I don't think there was a lot of chatting. I think the chief sat in his office thinking, you know, what is about to happen and how that is going to play out. And I was there, likewise sitting there thinking, what's the next move here? What are we doing? We didn't know. He didn't know the answer. I mean, what happened was not foreseen. What happened was the rise of Augusto Pinochet, who reversed Allende's leftist policies and led a brutal dictatorship that lasted for nearly two decades.
Under the Pinochet regime, tens of thousands of Chileans were tortured and thousands more were killed or disappeared. Contrary to popular belief, the CIA was not responsible for the coup that brought Pinochet to power. Or at least, so says Jack, who wants to get the record straight. It's just not true. Trust me, I was right in the embassy. Of course, the agency did attempt one coup in Chile, three years earlier.
In 1970, socialist politician Salvador Allende won the country's presidential election with less than 37% of the vote. He squeaked out his victory in spite of a highly secretive effort on the part of the CIA, a strategy they called "Track One". At the time, there was widespread fear that Allende would install Cuban-style socialism in Chile.
Under Track 1, the agency gave its covert backing to media and political parties that could undermine his support. Obviously, things didn't quite go according to Plan A. So after Allende won the election, Richard Nixon devised a Plan B. Track 2, when in 1970 the CIA was instructed to try and organize a coup which failed terribly.
When the election came and they realized that it was made up that Allende actually won, they were surprised.
They felt that Chile could become communist. If it became communist, it could march up the continent. And people have forgotten all the struggles with Che Guevara in Bolivia and the Tupomaras. There were real problems with the Cuban exportation of the revolution. So when you're trying to get this in the context today, it's hard. You have to understand the world's view at that time. Richard Nixon believed that a communist takeover of Chile...

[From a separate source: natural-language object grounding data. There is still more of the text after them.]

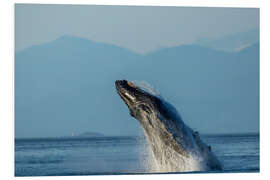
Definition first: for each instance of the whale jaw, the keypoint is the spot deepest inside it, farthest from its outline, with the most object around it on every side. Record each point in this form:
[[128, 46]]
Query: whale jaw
[[174, 145]]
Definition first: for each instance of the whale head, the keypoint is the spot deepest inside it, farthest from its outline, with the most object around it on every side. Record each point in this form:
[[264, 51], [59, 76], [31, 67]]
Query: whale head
[[169, 137], [139, 102], [156, 116]]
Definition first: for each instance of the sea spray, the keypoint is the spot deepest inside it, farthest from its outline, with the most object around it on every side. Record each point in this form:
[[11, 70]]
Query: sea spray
[[174, 146]]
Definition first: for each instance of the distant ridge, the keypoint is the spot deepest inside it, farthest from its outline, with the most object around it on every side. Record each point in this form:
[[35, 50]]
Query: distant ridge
[[67, 84]]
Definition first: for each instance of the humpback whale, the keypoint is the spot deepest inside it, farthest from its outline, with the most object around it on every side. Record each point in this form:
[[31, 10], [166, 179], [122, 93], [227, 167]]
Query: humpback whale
[[174, 145]]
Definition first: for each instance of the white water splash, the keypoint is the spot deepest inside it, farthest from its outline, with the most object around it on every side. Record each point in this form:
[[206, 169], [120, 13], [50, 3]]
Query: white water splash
[[169, 160]]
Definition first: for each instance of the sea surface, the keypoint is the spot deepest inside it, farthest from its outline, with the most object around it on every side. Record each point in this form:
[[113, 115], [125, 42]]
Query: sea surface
[[120, 155]]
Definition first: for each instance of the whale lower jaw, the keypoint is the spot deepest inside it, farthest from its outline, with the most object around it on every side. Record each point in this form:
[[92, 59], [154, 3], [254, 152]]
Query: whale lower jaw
[[174, 146]]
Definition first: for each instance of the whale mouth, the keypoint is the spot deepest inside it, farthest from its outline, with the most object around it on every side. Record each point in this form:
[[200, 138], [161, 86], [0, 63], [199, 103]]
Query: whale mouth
[[134, 97], [126, 90]]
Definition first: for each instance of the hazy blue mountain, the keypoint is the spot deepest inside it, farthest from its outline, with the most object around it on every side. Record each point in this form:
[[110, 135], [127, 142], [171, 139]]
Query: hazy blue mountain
[[68, 85], [232, 42]]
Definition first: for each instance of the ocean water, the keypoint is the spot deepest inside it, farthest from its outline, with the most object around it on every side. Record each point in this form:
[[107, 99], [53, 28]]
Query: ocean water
[[120, 155]]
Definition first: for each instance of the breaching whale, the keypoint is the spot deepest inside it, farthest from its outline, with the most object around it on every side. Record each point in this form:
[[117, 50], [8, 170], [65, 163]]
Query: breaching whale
[[175, 146]]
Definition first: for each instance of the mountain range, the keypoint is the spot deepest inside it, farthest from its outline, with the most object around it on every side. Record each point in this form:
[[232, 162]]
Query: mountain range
[[68, 85]]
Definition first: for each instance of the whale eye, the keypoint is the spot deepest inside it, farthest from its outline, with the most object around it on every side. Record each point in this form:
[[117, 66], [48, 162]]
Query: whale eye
[[131, 84], [145, 108]]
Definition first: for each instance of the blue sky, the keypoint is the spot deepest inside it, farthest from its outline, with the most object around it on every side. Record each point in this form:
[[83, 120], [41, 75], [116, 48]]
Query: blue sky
[[40, 97], [141, 29]]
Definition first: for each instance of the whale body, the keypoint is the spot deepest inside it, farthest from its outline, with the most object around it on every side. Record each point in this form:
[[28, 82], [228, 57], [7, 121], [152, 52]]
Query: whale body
[[175, 146]]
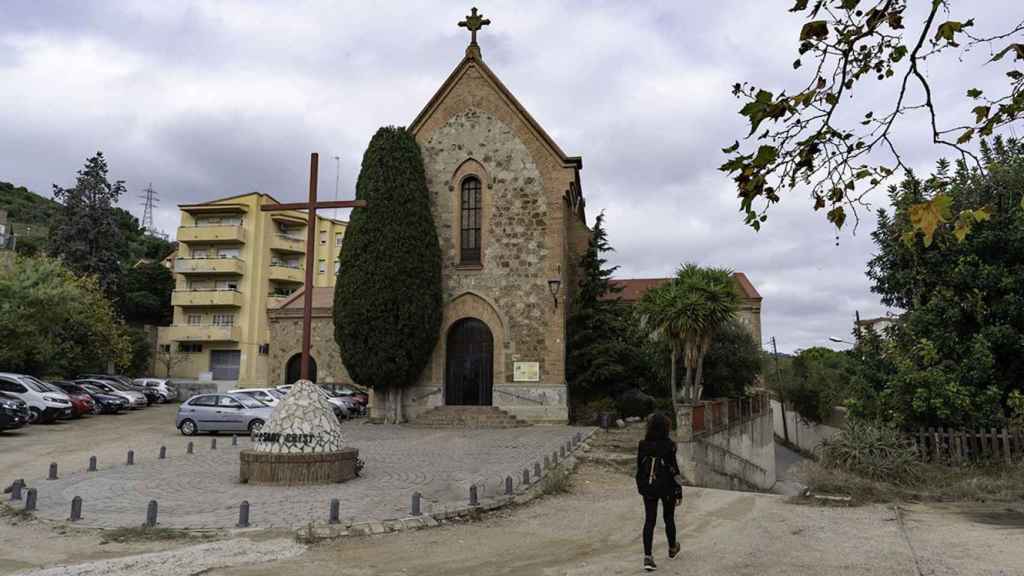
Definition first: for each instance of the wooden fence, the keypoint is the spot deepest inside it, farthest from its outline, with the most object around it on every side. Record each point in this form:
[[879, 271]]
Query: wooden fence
[[953, 447]]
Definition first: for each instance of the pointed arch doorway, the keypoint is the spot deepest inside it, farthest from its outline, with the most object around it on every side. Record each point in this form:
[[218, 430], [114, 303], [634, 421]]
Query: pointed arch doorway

would create what he called a red sandwich in Latin America. When they talk about the red sandwich, it's on one end you have Cuba, you have all Latin America and South America, and then you get the Chilean. They were anticipating that there would be a squeeze to bring communism to Latin America. This is a young person in Chile. I thought this struggle is going to go on
for the rest of my life, but we're going to hold the line everywhere and we're not going to see Latin American or Latin American friends under a communist system. And this was the core reason why there was an effort to try and block Allende. Could Chile be the domino that toppled the democratic world? U.S. leadership was determined not to find out. But in 1970, the Chilean military had no interest in thwarting Allende. And the Chilean people?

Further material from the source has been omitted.